Endothelin-1 potently induces Leão's cortical spreading depression in vivo in the rat: A model for an endothelial trigger of migrainous aura?

• Published in: Brain (London, England : 1878) Vol. 125; no. Pt 1; pp. 102 - 112
• Main Authors: DREIER, Jens P, KLEEBERG, Jörg, PETZOLD, Gabor, PRILLER, Josef, WINDMÜLLER, Olaf, ORZECHOWSKI, Hans-Dieter, LINDAUER, Ute, HEINEMANN, Uwe, EINHÄUPL, Karl M, DIRNAGL, Ulrich
• Format: Journal Article
• Language: English
• Published: Oxford Oxford University Press 2002
• Subjects: Animals; Biological and medical sciences; Cerebral Cortex - cytology; Cerebral Cortex - drug effects; Cerebral Cortex - metabolism; Cerebral Cortex - physiopathology; Cerebrovascular Circulation - drug effects; Cortical Spreading Depression - drug effects; Cortical Spreading Depression - physiology; Dizocilpine Maleate - pharmacology; Electrophysiology; Endothelin-1 - pharmacology; Humans; In Vitro Techniques; Laser-Doppler Flowmetry; Male; Medical sciences; Migraine with Aura - etiology; Migraine with Aura - physiopathology; Models, Biological; Neuroglia - metabolism; Neurology; Neurons - metabolism; Potassium - pharmacology; Rats; Rats, Wistar; Spermine - pharmacology; Vascular diseases and vascular malformations of the nervous system; Vasoconstrictor Agents - pharmacology; Vasodilator Agents - pharmacology; Animal model; Nervous system diseases; Rat; Pathogenesis; Migraine; Rodentia; Cardiovascular disease; Endothelin 1; Cerebral disorder; Vascular disease; In vivo; Vertebrata; Mammalia; Pain; Animal; Central nervous system disease; Spasm; Aura; Spreading depression; Cerebrovascular disease
• ISSN: 0006-8950; 1460-2156
• DOI: 10.1093/brain/awf007

According to the 'neuronal' theory, cortical spreading depression (CSD) is the pathophysiological correlate of migrainous aura.
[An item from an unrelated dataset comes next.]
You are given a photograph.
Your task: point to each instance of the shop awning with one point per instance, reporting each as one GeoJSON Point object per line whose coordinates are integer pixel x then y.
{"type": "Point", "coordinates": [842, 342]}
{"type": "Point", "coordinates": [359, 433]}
However, the 'vascular' theory has implicated altered vascular function in the induction of aura symptoms. The possibility of a vascular origin of aura symptoms is supported, e.g. by the clinical observation that cerebral angiography frequently provokes migrainous aura. This suggests that endothelial irritation may somehow initiate one of the pathways resulting in migrainous aura. Up to now, an endothelium-derived factor has never been shown to trigger CSD. Here, for the first time, we demonstrate and characterize the ability of the vasoconstrictor and astroglial/neuronal modulator endothelin-1 to trigger Leão's 'spreading depression of activity' in vivo in rats. At a concentration range between 10 nM and 1 microM, endothelin-1 induced changes characteristic of CSD with regard to the rate of propagation, steady (direct current) potential and extracellular K(+)-concentration. A spreading hyperaemia followed by oligaemia was observed similar to those in K(+)-induced CSD. Endothelin-1 did not provoke changes characteristic of a terminal depolarization. The mechanism by which endothelin-1 generated CSD involved the N-methyl-D-asparate receptor. Cerebral blood flow decreased slightly, but significantly, before endothelin-1 generated CSD. A vasodilator (NO*-donor) shifted the threshold for CSD induction to higher concentrations of endothelin-1. Endothelin-1, in contrast to K(+), did not induce CSD in rat brain slices suggesting indirectly that endothelin-1 may require intact perfusion to exert its effects. In conclusion, endothelin-1 was found in the experiment to be the most potent inducer of CSD currently known. We propose endothelin-1 as a possible candidate for the yet enigmatic link between endothelial irritation and migrainous aura.